Take David Bell, for example.

About 65 years old, Bell was born into 1940s Alabama. The son of sharecroppers, he says he was one of about 16 children in his family. His mother died when he was small. Like his siblings, with whom he has no contact, he was not born in a hospital. He has no birth certificate.

"We grew everything -- cotton, corn, peanuts, cucumbers," the soft-spoken man said in an interview in the waiting room of the medical clinic at Bread for the City, a community health center in Washington, D.C., that serves many low-income Medicaid recipients. "By being so many of us, we went hungry most of our lives."
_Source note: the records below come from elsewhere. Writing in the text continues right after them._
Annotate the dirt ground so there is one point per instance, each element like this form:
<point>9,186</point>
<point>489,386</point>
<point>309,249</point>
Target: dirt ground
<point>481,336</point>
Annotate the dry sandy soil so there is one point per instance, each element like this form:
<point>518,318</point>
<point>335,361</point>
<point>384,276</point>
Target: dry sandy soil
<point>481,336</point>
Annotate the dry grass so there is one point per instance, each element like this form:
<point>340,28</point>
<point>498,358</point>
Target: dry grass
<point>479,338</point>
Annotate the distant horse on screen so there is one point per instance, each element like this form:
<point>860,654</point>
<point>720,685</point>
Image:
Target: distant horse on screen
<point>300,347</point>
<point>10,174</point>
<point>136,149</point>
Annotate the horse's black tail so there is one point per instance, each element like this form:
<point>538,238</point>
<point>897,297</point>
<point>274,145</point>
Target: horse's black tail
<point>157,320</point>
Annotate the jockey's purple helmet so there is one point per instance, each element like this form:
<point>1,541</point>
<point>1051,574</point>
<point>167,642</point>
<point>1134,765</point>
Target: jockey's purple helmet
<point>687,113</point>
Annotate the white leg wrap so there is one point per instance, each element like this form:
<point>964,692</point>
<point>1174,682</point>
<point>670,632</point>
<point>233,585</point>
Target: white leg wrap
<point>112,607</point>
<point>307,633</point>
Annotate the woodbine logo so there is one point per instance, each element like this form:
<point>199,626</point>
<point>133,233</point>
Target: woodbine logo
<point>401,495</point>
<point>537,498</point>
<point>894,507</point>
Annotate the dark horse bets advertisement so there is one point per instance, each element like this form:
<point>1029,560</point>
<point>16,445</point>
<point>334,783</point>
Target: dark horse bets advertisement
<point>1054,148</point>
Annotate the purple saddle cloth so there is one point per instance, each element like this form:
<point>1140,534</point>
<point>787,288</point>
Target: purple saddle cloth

The law, which took effect July 1, mandates that individuals seeking care through Medicaid show proof of U.S. citizenship, such as a birth certificate, passport or other acceptable form of identification. The measure, signed by President Bush in February as part of the Deficit Reduction Act, is supposed to prevent illegal immigrants from abusing the system.

But many doctors argued that the real victims would be millions of impoverished Americans, particularly elderly black patients, and that the law was unnecessary.

"People are not trying to get around the system," said Randi Abramson, MD, the medical director at Bread for the City, which provides a variety of services to the needy, including food. "In reality, most people tell the truth." Her assessment of the law: "It's built on fear and based on nothing."